Honey aficionados are enamored of the natural sweetness, gooey texture, and endless variety of tastes. Homey is always balm to the soul. “Honey is a natural sweetener but unlike other sugars, cane sugar or processed sugar, it metabolizes much slower in the body and doesn’t give you that sugar high spike-and-drop,” explained Clement. Research studies by cancer and diabetes treatment centers have indicated that honey can serve as a cancer-prevention tool for certain types of cancers because of the anti-oxidants in raw honey. Some diabetics who cannot process refined sugar because they don’t have the insulin to break it down when it releases so quickly into the bloodstream are able to tolerate a limited amount of honey as a sweetener.

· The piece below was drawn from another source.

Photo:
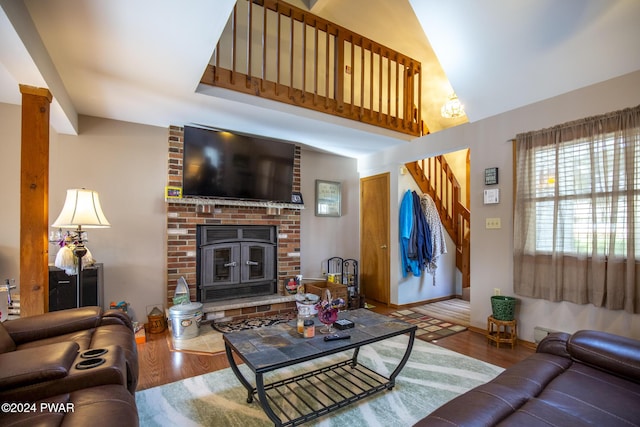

“Obviously anyone who has diabetes should talk to their doctor first, but I have many clients who are diabetic that love the raw honey as a natural sweetener who handle it fine while they can’t process refined and cane sugars,” said Clement.
There are articles on the benefits of honey in terms of weight loss, energy sustenance, and as a sleep remedy. It has medicinal value as a topical treatment to injuries, specifically burns. “It’s like a liquid bandage,” explained Clement. “It protects bacterial growth on open skin, allowing the burn to heal while being flexible. And it’s easily washed off. It’s much better than gauze or other adhesives.”
Burn centers around the world utilize honey to ensure healing without infection or tearing of the skin from tough adhesives.
Then there is bee pollen, which many honey farmers and consumers consider a super-food. Bees collect pollen and nectar as food, with nectar serving as their carbohydrates and pollen as their protein source. They have little sacs on their sides where they store pollen. To gather extra pollen, beekeepers can pass their bees through tight screens.